= Paul Breza =

American priest and activist (1937–2025)

Paul Joseph Breza (June 23, 1937 – April 7, 2025) was an American Roman Catholic priest and Kashubian activist.

==Early life==
Breza was born in Winona, Minnesota on June 23, 1937, the son of Joseph Peter and Alice Seraphine (Pehler) Breza, both of whom were descendants of Kashubian immigrants from Bytów, Poland. He was educated at Saint Stanislaus Kostka School, Cotter High School and Saint Mary's University of Minnesota.

==Priestly ministry==
After completing his seminary studies, Breza was ordained a priest on June 1, 1963, for the Diocese of Winona. During his nearly fifty years of active priestly ministry, he served the Diocese of Winona in a number of roles: pastor, chaplain, teacher, and administrator, tending to people from across the spectrum of society. In his retirement, he continued to fill in for other priests whenever needed in addition to serving as the Diocesan archivist.
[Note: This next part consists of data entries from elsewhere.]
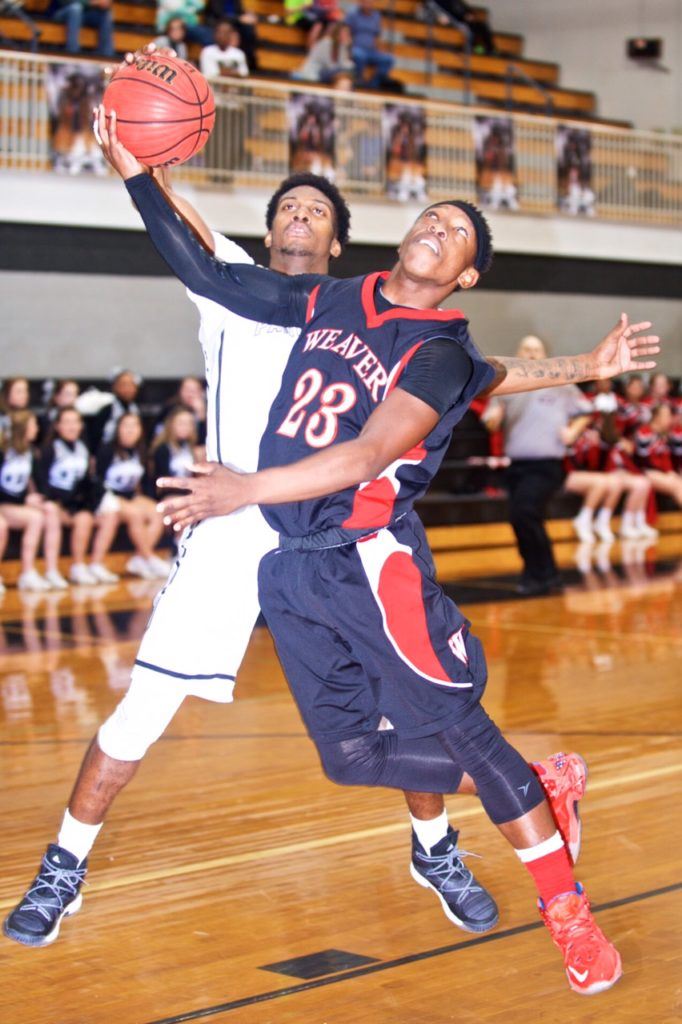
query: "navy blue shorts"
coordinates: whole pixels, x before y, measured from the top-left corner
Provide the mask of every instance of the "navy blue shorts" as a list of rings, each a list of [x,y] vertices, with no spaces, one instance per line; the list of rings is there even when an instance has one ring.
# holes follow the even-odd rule
[[[432,735],[483,693],[480,641],[435,582],[415,513],[356,543],[270,552],[258,585],[314,739],[373,732],[382,716],[406,737]]]

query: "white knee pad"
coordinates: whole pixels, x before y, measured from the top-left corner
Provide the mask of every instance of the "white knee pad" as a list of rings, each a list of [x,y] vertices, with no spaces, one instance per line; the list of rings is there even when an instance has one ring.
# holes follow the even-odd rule
[[[99,749],[117,761],[140,761],[166,731],[184,697],[184,687],[174,680],[136,668],[128,692],[99,727]]]

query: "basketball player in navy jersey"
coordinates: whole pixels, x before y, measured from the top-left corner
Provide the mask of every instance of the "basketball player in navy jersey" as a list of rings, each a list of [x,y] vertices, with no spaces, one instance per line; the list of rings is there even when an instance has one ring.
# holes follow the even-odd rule
[[[286,200],[286,197],[283,197],[283,200]],[[568,368],[568,366],[569,366],[569,364],[568,364],[567,360],[564,360],[565,365],[562,364],[562,360],[550,360],[550,362],[552,364],[552,369],[551,369],[551,371],[548,369],[548,372],[557,374],[559,376],[560,376],[560,374],[565,373],[566,372],[566,368]],[[536,369],[539,369],[539,368],[536,368]],[[514,374],[518,374],[520,377],[522,377],[524,372],[525,371],[520,366],[518,366],[518,367],[516,367],[516,366],[510,366],[510,368],[509,368],[509,375],[510,375],[510,377],[512,377]],[[557,383],[558,382],[560,382],[560,381],[557,380]],[[521,383],[522,383],[522,386],[527,387],[528,381],[526,379],[525,381],[522,381]],[[170,590],[168,591],[168,594],[170,594]],[[139,666],[139,660],[138,660],[138,666]],[[439,757],[442,760],[443,754],[442,754],[442,751],[440,750],[439,745],[437,745],[437,744],[434,745],[433,753],[434,753],[434,755],[436,757]],[[96,752],[95,752],[95,756],[96,756]],[[129,765],[122,765],[121,767],[122,768],[129,768],[130,766]],[[134,767],[136,767],[136,764],[133,766],[133,771],[134,771]],[[87,764],[86,764],[86,766],[84,766],[84,769],[85,769],[85,777],[87,777],[88,776],[88,766],[87,766]],[[447,765],[447,769],[449,769],[449,772],[451,773],[451,776],[452,776],[452,763],[450,763],[450,762],[449,762],[449,765]],[[79,785],[81,785],[81,779],[79,779]],[[82,788],[82,786],[81,786],[81,788]],[[99,820],[99,819],[96,818],[95,820]],[[93,825],[91,827],[95,827],[96,828],[96,825]],[[454,844],[451,844],[451,847]],[[426,858],[426,859],[428,859],[428,858]],[[462,923],[462,922],[459,922],[459,923]],[[475,922],[474,922],[474,924],[475,924]],[[52,934],[55,937],[55,933],[53,932]],[[13,937],[16,937],[16,936],[13,936]],[[42,944],[42,943],[36,942],[35,944]]]
[[[282,278],[208,256],[139,165],[119,156],[154,244],[187,287],[301,329],[260,469],[235,475],[230,504],[259,504],[280,534],[261,562],[261,604],[328,774],[424,792],[453,792],[456,779],[476,792],[538,886],[570,986],[610,987],[620,956],[573,880],[538,775],[480,705],[480,644],[435,584],[413,511],[454,425],[495,377],[463,314],[438,308],[489,266],[485,219],[470,204],[438,203],[390,273]],[[621,369],[632,364],[632,333],[624,326],[615,340]],[[382,714],[391,732],[379,731]]]

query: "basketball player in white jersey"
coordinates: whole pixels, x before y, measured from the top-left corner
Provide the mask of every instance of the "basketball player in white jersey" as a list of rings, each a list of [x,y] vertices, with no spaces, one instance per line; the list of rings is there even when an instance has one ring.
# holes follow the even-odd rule
[[[218,258],[251,262],[239,246],[211,232],[180,197],[171,194],[171,199]],[[330,257],[339,255],[347,241],[349,215],[338,190],[325,178],[295,175],[270,200],[266,224],[271,269],[289,274],[325,273]],[[202,317],[208,459],[253,472],[269,408],[298,332],[254,324],[209,300],[190,297]],[[549,359],[547,367],[534,364],[530,377],[521,360],[497,361],[503,367],[501,389],[506,393],[564,383],[562,375],[574,369],[572,360]],[[183,535],[178,559],[142,638],[130,688],[92,740],[57,841],[48,846],[39,874],[4,922],[9,938],[26,945],[46,945],[57,937],[61,919],[80,908],[86,858],[104,815],[184,698],[231,701],[235,678],[259,610],[258,564],[276,541],[255,507],[205,519]],[[495,901],[474,884],[462,863],[456,834],[449,831],[442,797],[406,797],[413,827],[427,854],[443,847],[450,869],[438,895],[444,912],[468,931],[488,930],[497,923]]]

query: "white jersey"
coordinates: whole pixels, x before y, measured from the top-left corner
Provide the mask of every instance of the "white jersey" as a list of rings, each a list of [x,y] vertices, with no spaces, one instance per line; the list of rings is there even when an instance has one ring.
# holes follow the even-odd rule
[[[213,232],[215,255],[225,263],[253,263],[235,242]],[[199,340],[208,384],[206,457],[210,462],[253,473],[270,407],[282,384],[297,327],[257,324],[224,306],[187,295],[202,322]]]
[[[233,242],[221,234],[213,238],[219,259],[252,262]],[[299,329],[256,324],[187,294],[201,314],[199,339],[208,382],[207,458],[254,472],[260,438]],[[276,545],[278,535],[255,505],[185,530],[133,669],[136,690],[148,684],[150,705],[162,677],[175,693],[232,699],[237,672],[258,617],[258,565]],[[115,713],[100,730],[101,749],[112,757],[136,760],[141,748],[127,745],[124,756],[112,739],[116,721]]]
==Kashubian American activism==

In 1979, Breza established the Polish Cultural Institute and Museum in Winona in a former lumber yard office he had purchased two years earlier. Initially intended to commemorate Winona's Polish American heritage, the Cultural Institute and Museum has also developed a Kashubian element after Breza's visits to Bytów in the late 1980s and the 1990s. Under Breza's guidance, Winona and Bytów became Sister Cities in 2004, and Bytów celebrated its first annual Dzien Winony ("Winona Day") on September 26, 2006. Under the Polish Cultural Institute's auspices, students from both Winona and Bytów participate in an exchange program, the most recent of which took place in 2012. Breza was also instrumental in highlighting Winona's longtime status, dating back to 1898, as "Kashubian Capital of America."

==Honors and awards==
Breza received public honors for his priestly ministry and for his service to the Kashubian American community, both in Poland and in the United States. In 2007 his alma mater, Cotter High School, named him its third "Alumnus of the Year." In 2008 the city of Bytów recognized him with the title "Honorary Citizen of Bytów." In 2010, Breza was inducted into Winona's Polish Heritage Hall of Fame. On May 5, 2013, in a ceremony at the Polish Museum, the Polish Consul General in Chicago, Ms. Paulina Kapuscinska, presented Breza with the Cavalier's Cross of the Order of Merit of the Republic of Poland for his contribution to Polish-American relations. On June 1, 2013, with representatives from the town on Bytów in attendance, Breza celebrated the fiftieth anniversary of his ordination to the Roman Catholic priesthood with a special Mass at the Basilica of Saint Stanislaus Kostka and a banquet at the Polish Museum.

==Death==
Breza died on April 7, 2025, at the age of 87.